Fiscal authorities can ‘assist’ with some of the losses from temporary supply constraints and demand shortfall so as to avoid deficiencies in production and employment. It can provide grants, guarantees and wage subsidies where bank lending alone will not be enough to keep businesses solvent through the shutdown. As different economies have different setups, the policy response has to be tailored to the particular circumstances. There is no ‘one size fits all’ policy recommendation.
Assessing the policy response
The scale of the initial response from global policymakers has been relatively swift and only really matched in scale by the response to the global financial crisis. It is unlikely to comprehensively meet all of the challenges ahead but, as the year unfolds, we should get a better idea of the sectors of the economy that need the greatest support with measures likely to evolve accordingly.
The economic impact of the lock down is likely to be severe in 2020; with a global recession looking likely. The pause of activity could be followed by a significant rebound and a partial recapture of lost activity. However, for this to happen businesses and households require support to ease the cash flow burden caused by revenues either stopping or being substantially reduced, whilst fixed costs mount.
In essence, the global economy requires a bridge loan and forbearance in order to mothball productive capacity during this period. Central banks are introducing targeted measures to address liquidity issues and to ease financial conditions, making it easier for financial institutions to lend.
Given the scale of economic disruption that is facing the global economy in the months ahead and despite the tremendous volatility, market infrastructure appears to be broadly weathering the storm.
There will be lasting impact from these policy measures, a further extension of the low interest rate environment is likely into the foreseeable future, emphasising the need to look to alternative sources for yield within a portfolio.
From a multi asset portfolio point of view, the current environment whilst extremely challenging offers opportunities! Within the range of PruFund portfolios we had already reduced risk in May of last year as part of our 2019 Strategic Asset Allocation (SAA).

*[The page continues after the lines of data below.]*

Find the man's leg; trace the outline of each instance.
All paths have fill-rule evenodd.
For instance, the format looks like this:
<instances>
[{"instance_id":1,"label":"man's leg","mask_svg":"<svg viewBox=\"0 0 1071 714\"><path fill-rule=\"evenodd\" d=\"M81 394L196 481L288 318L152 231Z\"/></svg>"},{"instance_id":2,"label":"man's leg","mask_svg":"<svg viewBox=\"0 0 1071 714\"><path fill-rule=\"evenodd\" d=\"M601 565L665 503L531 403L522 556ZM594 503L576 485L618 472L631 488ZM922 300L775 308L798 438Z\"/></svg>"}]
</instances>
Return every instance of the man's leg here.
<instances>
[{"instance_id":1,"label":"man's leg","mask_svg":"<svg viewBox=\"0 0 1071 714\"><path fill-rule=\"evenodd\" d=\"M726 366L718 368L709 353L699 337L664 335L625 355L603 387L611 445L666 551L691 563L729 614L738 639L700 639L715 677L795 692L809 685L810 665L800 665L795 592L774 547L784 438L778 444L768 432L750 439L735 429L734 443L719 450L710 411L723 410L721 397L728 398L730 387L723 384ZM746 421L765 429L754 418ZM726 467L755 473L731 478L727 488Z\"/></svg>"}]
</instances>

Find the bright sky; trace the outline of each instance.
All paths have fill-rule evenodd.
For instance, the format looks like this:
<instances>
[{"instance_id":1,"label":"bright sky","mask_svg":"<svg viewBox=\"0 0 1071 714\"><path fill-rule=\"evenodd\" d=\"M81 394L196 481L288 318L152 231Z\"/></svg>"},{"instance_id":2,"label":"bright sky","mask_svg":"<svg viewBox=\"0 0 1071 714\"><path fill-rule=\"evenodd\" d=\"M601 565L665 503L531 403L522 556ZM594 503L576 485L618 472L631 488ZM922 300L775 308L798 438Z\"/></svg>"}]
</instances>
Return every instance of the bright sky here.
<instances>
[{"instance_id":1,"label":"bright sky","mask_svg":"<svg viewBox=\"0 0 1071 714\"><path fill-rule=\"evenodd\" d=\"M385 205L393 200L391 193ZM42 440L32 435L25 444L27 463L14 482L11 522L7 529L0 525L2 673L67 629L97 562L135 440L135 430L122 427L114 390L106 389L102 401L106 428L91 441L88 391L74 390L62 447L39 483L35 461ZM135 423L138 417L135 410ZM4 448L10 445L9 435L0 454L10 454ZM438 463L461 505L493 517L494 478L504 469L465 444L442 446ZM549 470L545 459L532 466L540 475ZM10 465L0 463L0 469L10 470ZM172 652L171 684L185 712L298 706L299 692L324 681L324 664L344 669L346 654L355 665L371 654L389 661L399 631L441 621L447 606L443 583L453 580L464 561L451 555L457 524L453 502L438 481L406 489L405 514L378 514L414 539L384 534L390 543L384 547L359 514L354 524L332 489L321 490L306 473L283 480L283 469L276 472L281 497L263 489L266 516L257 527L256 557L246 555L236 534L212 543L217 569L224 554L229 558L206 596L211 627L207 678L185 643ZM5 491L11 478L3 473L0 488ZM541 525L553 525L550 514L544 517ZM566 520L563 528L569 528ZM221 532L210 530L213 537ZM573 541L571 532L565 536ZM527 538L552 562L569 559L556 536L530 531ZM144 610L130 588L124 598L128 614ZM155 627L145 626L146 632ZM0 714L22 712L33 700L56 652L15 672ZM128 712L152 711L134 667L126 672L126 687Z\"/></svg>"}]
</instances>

We were concerned about the stage of the economic cycle and what we saw as advanced valuations across a range of asset classes.
The significant and sudden repricing of risk assets, in many cases indiscriminate, has presented us with a range of opportunities where cautiously and selectively adding risk to our portfolios becomes a more attractive prospect again.
The important takeaway from the past few weeks is that there is an underlying global, coordinated willingness from policymakers to put in a huge amount of monetary and fiscal policy measures to limit any lasting impacts on the world economy from national policies to halt the spread of coronavirus. This gives us confidence that currently very elevated risk premia will once again compress, and whilst the economic impact is likely severe we remain of the view that the lion’s share of the disruption from the coronavirus pandemic will be felt in 2020.